This is one of those classic questions in this game, and I’m kind of surprised at myself for not asking it sooner. And I say yes: I would change my race and, frankly, I’m kind of suspicious of people who wouldn’t – especially those I suspect are wary of losing any privilege they’ve been afforded by virtue of skin color. Also – if you’re playing along at home, can I remind you not to think of this question in terms of just black and white? When we talk about race, too often, we think only in those terms but – SURPRISE! – there are a lot of different races, and there exist subsets within those broad categories (if you’re not aware of this, you should get out more). This question asks if you’d trade in your skin color for any of the myriad other shades that exist. If you don’t say yes to this one for – fuck the million dollars – the incredible insight it would provide and the way it would inform your own life experience…you’re fucking lame. Sorry, but someone had to tell you sooner or later.
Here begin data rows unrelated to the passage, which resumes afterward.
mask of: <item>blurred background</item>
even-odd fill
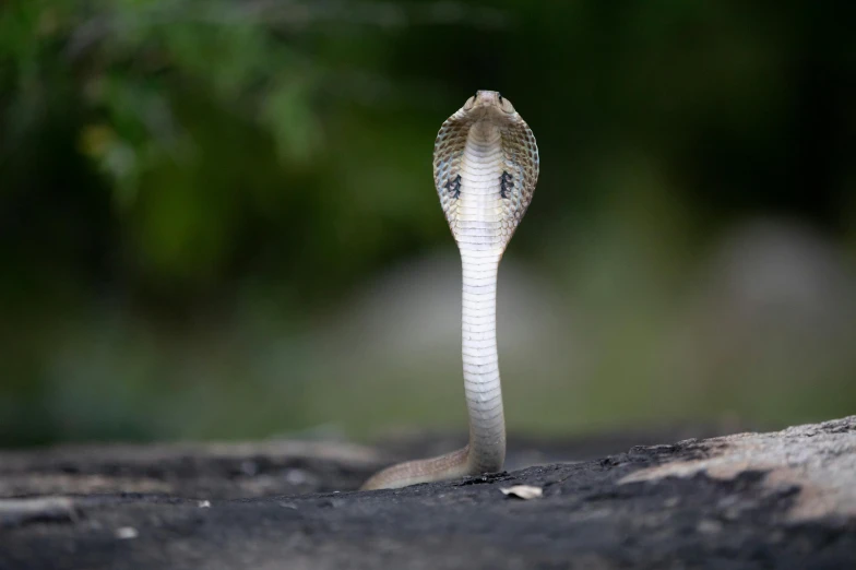
[[[11,0],[0,446],[465,430],[433,138],[533,128],[513,434],[856,411],[847,2]]]

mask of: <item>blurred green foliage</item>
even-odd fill
[[[576,385],[549,414],[521,404],[519,424],[637,417],[610,407],[610,382],[639,375],[627,400],[675,393],[644,365],[655,321],[728,228],[783,216],[853,254],[854,15],[736,0],[4,2],[0,444],[383,425],[400,371],[389,401],[355,407],[359,375],[319,368],[338,356],[318,331],[388,268],[453,251],[430,154],[476,88],[507,94],[540,147],[509,257],[622,354],[591,372],[601,389]],[[738,382],[638,417],[842,413],[848,366],[823,372],[832,392],[772,407]],[[442,404],[426,397],[394,419],[428,420]]]

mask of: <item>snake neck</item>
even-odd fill
[[[490,123],[469,130],[461,162],[461,193],[453,227],[463,276],[461,344],[469,414],[469,473],[500,471],[506,421],[497,352],[497,275],[504,236],[500,131]]]

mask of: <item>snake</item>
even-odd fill
[[[499,92],[476,92],[442,123],[433,145],[433,182],[461,253],[461,352],[469,442],[444,455],[387,467],[362,490],[502,471],[506,419],[497,352],[497,276],[506,247],[532,201],[538,170],[532,129]]]

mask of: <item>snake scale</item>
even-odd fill
[[[443,122],[433,146],[433,181],[463,273],[462,354],[469,443],[438,458],[388,467],[362,489],[502,470],[506,419],[497,354],[497,274],[538,180],[538,147],[511,103],[479,91]]]

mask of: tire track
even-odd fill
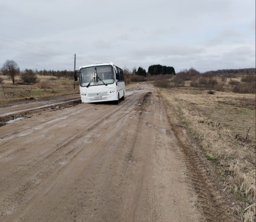
[[[173,107],[164,104],[166,109]],[[211,178],[204,173],[204,165],[199,154],[191,148],[189,138],[183,132],[184,127],[179,124],[173,115],[168,114],[172,130],[178,142],[179,148],[184,154],[183,157],[188,175],[199,197],[199,208],[207,222],[235,222],[237,220],[227,212],[228,208],[224,202],[221,200],[221,195],[216,188]],[[199,186],[200,185],[200,186]]]

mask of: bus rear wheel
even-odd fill
[[[123,96],[122,97],[122,100],[124,100],[125,99],[125,97],[124,96],[124,91],[123,91]]]

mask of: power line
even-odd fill
[[[8,38],[10,38],[13,39],[15,39],[15,40],[18,40],[18,41],[20,41],[20,42],[24,42],[24,43],[27,43],[27,44],[30,44],[30,45],[33,45],[35,46],[37,46],[38,47],[41,47],[42,48],[43,48],[46,49],[50,49],[50,50],[54,50],[54,51],[56,51],[57,52],[58,52],[59,53],[64,53],[67,54],[67,55],[70,55],[70,54],[68,54],[68,53],[65,53],[64,52],[61,52],[61,51],[58,51],[58,50],[55,50],[55,49],[50,49],[50,48],[47,48],[47,47],[44,47],[44,46],[39,46],[39,45],[36,45],[35,44],[33,44],[32,43],[30,43],[29,42],[25,42],[24,41],[23,41],[22,40],[20,40],[19,39],[15,39],[15,38],[13,38],[13,37],[11,37],[10,36],[6,36],[5,35],[3,35],[3,34],[1,34],[1,33],[0,33],[0,35],[1,35],[1,36],[4,36],[5,37],[7,37]],[[6,40],[6,41],[7,41],[7,40]],[[16,43],[16,44],[18,44],[18,43]]]
[[[9,41],[9,40],[6,40],[5,39],[2,39],[2,38],[0,38],[0,39],[2,39],[2,40],[3,40],[4,41],[6,41],[6,42],[11,42],[12,43],[14,43],[15,44],[17,44],[17,45],[20,45],[22,46],[24,46],[25,47],[28,47],[28,48],[32,48],[32,49],[36,49],[36,50],[40,50],[41,51],[43,51],[44,52],[46,52],[47,53],[53,53],[56,54],[57,55],[58,55],[58,53],[54,53],[54,52],[50,52],[49,51],[46,51],[45,50],[43,50],[42,49],[39,49],[36,48],[34,48],[33,47],[31,47],[30,46],[25,46],[25,45],[22,45],[21,44],[19,44],[19,43],[17,43],[17,42],[12,42],[11,41]]]
[[[46,56],[46,57],[50,57],[50,58],[55,58],[55,59],[59,59],[59,60],[65,60],[65,61],[67,61],[67,60],[68,60],[67,59],[63,59],[59,58],[55,58],[54,57],[53,57],[52,56],[49,56],[46,55],[43,55],[42,54],[40,54],[39,53],[33,53],[33,52],[28,52],[28,51],[26,51],[24,50],[21,50],[21,49],[17,49],[17,48],[13,48],[12,47],[9,47],[9,46],[3,46],[2,45],[0,45],[0,46],[3,46],[3,47],[6,47],[7,48],[11,48],[11,49],[15,49],[16,50],[18,50],[19,51],[21,51],[22,52],[26,52],[26,53],[33,53],[33,54],[35,54],[36,55],[39,55],[42,56]]]

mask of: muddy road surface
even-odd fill
[[[31,116],[0,127],[0,221],[206,221],[156,88],[51,105],[2,110]]]

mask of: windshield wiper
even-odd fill
[[[102,80],[102,79],[101,79],[100,78],[99,78],[99,77],[98,76],[98,75],[97,75],[97,76],[98,76],[98,79],[99,79],[100,80],[100,81],[102,81],[102,82],[103,82],[103,83],[104,83],[104,84],[105,84],[105,85],[106,86],[107,86],[107,85],[107,85],[107,84],[106,84],[106,83],[104,83],[104,82],[103,81],[103,80]]]
[[[92,78],[92,79],[91,80],[91,81],[90,81],[90,82],[89,82],[89,83],[88,84],[88,85],[87,85],[86,86],[86,87],[87,88],[88,88],[88,87],[89,87],[89,86],[90,86],[90,84],[91,84],[91,82],[92,82],[92,80],[93,80],[94,79],[94,78],[95,78],[95,77],[94,77],[94,77],[93,77]]]

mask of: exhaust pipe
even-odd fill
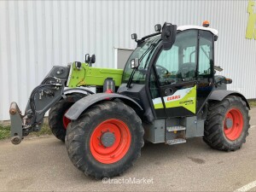
[[[16,102],[12,102],[9,108],[11,119],[11,142],[13,144],[20,144],[22,138],[22,117]]]

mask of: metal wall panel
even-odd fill
[[[9,106],[22,110],[53,65],[84,61],[116,67],[115,48],[134,49],[131,33],[154,32],[156,23],[201,25],[219,32],[216,64],[233,79],[230,89],[256,97],[256,40],[245,38],[247,1],[0,1],[0,120]],[[256,12],[256,11],[255,11]]]

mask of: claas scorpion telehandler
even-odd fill
[[[240,148],[248,135],[249,104],[216,75],[218,32],[203,26],[155,25],[137,39],[124,70],[85,62],[53,67],[30,96],[25,113],[12,102],[12,143],[38,131],[44,113],[65,141],[73,164],[96,178],[123,173],[141,155],[144,141],[172,145],[203,137],[218,150]],[[94,86],[96,93],[86,87]],[[65,89],[70,88],[70,89]]]

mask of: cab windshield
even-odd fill
[[[131,68],[131,60],[138,58],[140,61],[140,66],[134,73],[132,83],[145,84],[148,64],[153,55],[154,49],[156,48],[156,45],[160,43],[160,36],[157,36],[143,43],[139,47],[137,47],[137,49],[130,55],[125,64],[122,83],[128,82],[130,76],[133,71],[133,69]]]

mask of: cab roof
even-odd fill
[[[216,29],[201,26],[179,26],[177,27],[177,30],[178,31],[184,31],[188,29],[200,29],[200,30],[205,30],[211,32],[213,35],[218,36],[218,31]]]

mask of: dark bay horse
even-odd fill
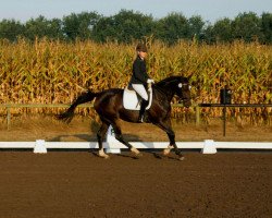
[[[123,106],[124,89],[111,88],[100,93],[92,93],[88,90],[78,96],[72,106],[62,114],[60,120],[70,122],[74,116],[76,106],[94,100],[94,108],[99,114],[102,124],[97,133],[99,144],[99,156],[108,158],[109,156],[103,152],[103,138],[109,125],[112,125],[118,141],[126,145],[132,153],[140,156],[138,149],[133,147],[122,135],[120,120],[136,123],[138,121],[139,111],[127,110]],[[184,159],[182,153],[178,150],[175,143],[175,133],[171,125],[171,100],[174,95],[177,95],[185,107],[190,106],[190,86],[189,78],[183,76],[170,76],[156,84],[152,84],[152,105],[146,111],[148,121],[160,129],[162,129],[169,136],[170,145],[163,150],[168,155],[172,148],[180,159]]]

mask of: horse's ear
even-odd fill
[[[193,76],[193,73],[190,73],[190,74],[187,76],[188,81],[190,81],[191,76]]]

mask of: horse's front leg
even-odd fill
[[[133,147],[126,140],[124,140],[119,122],[115,121],[115,123],[112,123],[112,126],[115,133],[115,138],[123,143],[136,157],[141,157],[141,153],[137,148]]]
[[[177,146],[175,144],[175,133],[172,130],[170,119],[164,120],[164,122],[161,121],[161,122],[157,123],[157,125],[166,132],[166,134],[169,136],[169,141],[170,141],[170,145],[165,149],[163,149],[163,155],[168,156],[170,154],[171,149],[174,149],[175,154],[178,156],[178,159],[184,160],[184,156],[182,155],[181,150],[177,148]]]
[[[98,146],[99,146],[98,156],[106,158],[106,159],[110,157],[103,150],[103,138],[104,138],[104,135],[106,135],[108,129],[109,129],[109,124],[106,122],[102,122],[102,125],[100,126],[100,129],[97,133],[97,141],[98,141]]]
[[[176,146],[174,131],[172,131],[172,130],[169,131],[168,136],[170,140],[170,145],[163,150],[163,155],[168,156],[170,154],[171,149],[174,149],[175,154],[178,156],[178,159],[184,160],[184,156],[183,156],[182,152]]]

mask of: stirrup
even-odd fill
[[[138,123],[144,123],[144,116],[140,116],[140,117],[138,118]]]

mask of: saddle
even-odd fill
[[[148,95],[148,106],[146,110],[148,110],[151,107],[152,104],[152,88],[147,90]],[[139,110],[141,104],[140,96],[137,95],[137,93],[129,85],[124,88],[124,95],[123,95],[123,105],[124,108],[127,110]]]

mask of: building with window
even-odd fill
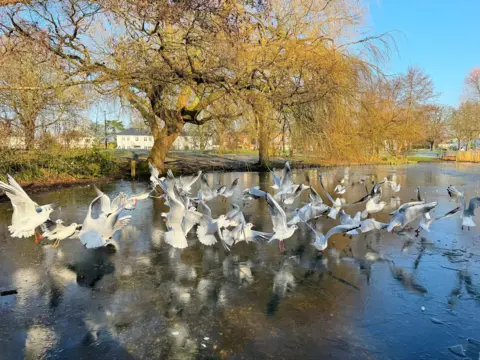
[[[153,136],[145,130],[126,129],[116,134],[117,149],[151,149]]]

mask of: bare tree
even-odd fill
[[[465,90],[469,99],[480,101],[480,67],[472,69],[465,78]]]
[[[87,101],[79,87],[56,87],[65,80],[63,69],[52,63],[54,59],[45,49],[29,41],[9,45],[16,50],[0,59],[0,83],[9,87],[0,90],[0,121],[21,130],[25,147],[31,150],[38,130],[75,122]]]

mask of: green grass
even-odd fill
[[[428,156],[407,156],[409,162],[440,162],[439,158],[432,158]]]
[[[55,149],[0,153],[0,179],[7,174],[22,183],[71,182],[111,177],[118,174],[121,161],[109,152],[96,149]]]

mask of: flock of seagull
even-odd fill
[[[415,230],[417,236],[422,230],[429,231],[433,222],[456,214],[460,214],[462,218],[462,230],[464,227],[470,230],[470,227],[476,226],[474,222],[475,209],[480,205],[480,197],[474,197],[467,206],[464,193],[454,186],[449,186],[447,192],[458,206],[442,216],[433,217],[431,211],[437,206],[437,201],[427,202],[422,198],[420,189],[417,188],[416,201],[402,204],[390,213],[389,223],[382,223],[372,218],[372,214],[382,211],[386,205],[385,201],[382,201],[382,187],[389,186],[393,194],[400,191],[400,184],[384,178],[383,181],[372,182],[369,190],[366,179],[362,178],[358,183],[365,186],[365,196],[346,204],[344,199],[338,197],[334,199],[331,196],[324,186],[322,175],[320,175],[320,186],[329,202],[327,205],[311,186],[308,176],[305,177],[305,184],[293,182],[292,170],[289,163],[286,162],[281,177],[277,176],[275,169],[270,170],[273,176],[271,186],[274,189],[273,195],[260,189],[259,186],[243,191],[244,201],[266,202],[273,225],[272,232],[266,233],[253,230],[254,224],[246,221],[242,209],[236,204],[232,204],[232,209],[226,214],[218,217],[212,215],[207,203],[217,197],[221,197],[225,201],[232,197],[239,186],[239,179],[235,179],[229,186],[212,187],[201,171],[196,176],[175,177],[172,171],[168,170],[166,176],[161,177],[158,169],[150,164],[149,166],[152,191],[132,196],[120,193],[114,199],[110,199],[95,187],[97,196],[90,203],[83,223],[71,223],[70,225],[65,225],[61,219],[52,221],[50,215],[57,208],[57,204],[37,204],[15,179],[8,175],[8,183],[0,181],[0,190],[5,192],[13,207],[12,224],[8,227],[10,235],[14,238],[34,236],[36,242],[39,239],[47,239],[53,241],[53,247],[58,247],[61,240],[74,237],[79,238],[88,249],[105,246],[116,247],[114,234],[131,221],[131,215],[122,215],[124,211],[133,210],[138,201],[148,198],[163,198],[165,205],[169,207],[167,213],[162,213],[167,227],[165,242],[175,248],[188,247],[187,236],[191,231],[195,231],[198,240],[205,246],[212,246],[220,241],[229,251],[232,246],[242,241],[248,243],[277,240],[279,249],[285,251],[284,241],[295,233],[300,224],[303,224],[312,232],[314,237],[312,245],[321,253],[327,248],[328,240],[334,234],[354,236],[373,230],[395,232],[410,227],[417,220],[420,220],[419,226]],[[200,190],[196,196],[192,196],[192,187],[197,181],[200,181]],[[352,183],[352,185],[354,184]],[[334,189],[334,194],[344,194],[348,186],[345,179],[341,179]],[[309,191],[309,201],[287,216],[285,207],[293,204],[295,199],[307,190]],[[154,191],[158,193],[161,191],[161,195],[152,195]],[[357,212],[354,216],[346,213],[345,209],[362,203],[365,203],[363,211]],[[324,234],[316,227],[316,219],[321,216],[332,219],[338,217],[340,223]],[[37,229],[40,229],[39,233],[37,233]]]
And for the record, there are even a handful of characters who change race in popular culture. Watermelon Man is a 1970 Melvin Van Peebles film about a white suburban executive who awakes one morning to find that he’s become black. William Connor from The Twilight Zone: The Movie is a racist asshole who suddenly finds himself a Jew pursued by Nazis in Vichy France; an African-American chased by the Klan in the 1950s American South; and a Vietnamese man nearly killed by U.S. soldiers in the midst of the Vietnam War. C. Thomas Howell in Soul Man plays Mark Watson, a wealthy white aspiring attorney who overdoses on tanning pills so he can steal a Harvard Law scholarship from its intended underprivileged black recipient. (The film was marketed using the holy-shit-I-can’t-believe-the-fucking-offensive-shit-you-could-get-away-with-in-the-’80s tagline “He didn’t give up. He got down.”) And, of course, the pièce de résistance is that brilliant old Eddie Murphy Saturday Night Live skit “White Like Me,” in which Murphy goes incognito as a white businessman and learns, most notably, that when no one else is around, white people “give things to each other for free,” have cocktail parties on city buses, and never make each other sign for bank loans (if you haven’t watched it, follow the link and do — for serious).
That skit, in fact, takes its title from the most famous real life race swap in history: Black Like Me, John Howard Griffin’s firsthand account of a six week period spent passing as a black man in the Deep South. In the autumn of 1959, Griffin – under the care of a dermatologist – spent a week taking heavy doses of medication and up to 15 hours a day beneath an ultraviolet lamp to convincingly darken his skin. For the next month and a half, he traveled throughout Louisiana, Mississippi and Alabama – which sounds kinda scary now, so you can imagine the sitch just four years after Rosa Parks was arrested for refusing to give up her seat on a bus to a white passenger and a mere four years before white supremacists bombed a black church in Birmingham, killing the four little black girls inside. What seems obvious today (Black + 1950s ÷ America + The South = A LOT OF RACISM) was groundbreaking information for both Griffin and white audiences at the time. In his temporary black skin, Griffin is unable to find an employer who will hire him, is nearly the victim of a violent racist attack, is called the “n word” an awful lot, and even has a hard time finding bathrooms he is allowed to use. Moreover, he documents an endless assortment of experiences in extreme humiliation, disdain and indignity, which stretch far beyond his expectations at the experiment’s outset. Following the book’s publishing in 1961 – and long after he had gone back to being white – angry racists in his hometown of Mansfield, Texas lynched an effigy of Griffin in the town’s center and began sending him death threats. Fearing for their safety, Griffin and his family packed up and high tailed it to Mexico for a short stint, settling ultimately in Fort Worth.
Black Like Me became a best seller and Griffin a frequent public speaker and defender of civil rights. A movie based on the book was released in 1964. Black Like Me remains a staple of high school reading lists.*
For the record, the oft-repeated rumors about Griffin’s death from skin cancer as a result of the drugs he took to undertake the project at the heart of Black Like Me are completely false. John Howard Griffin died in 1980 at age 60 of complications from diabetes.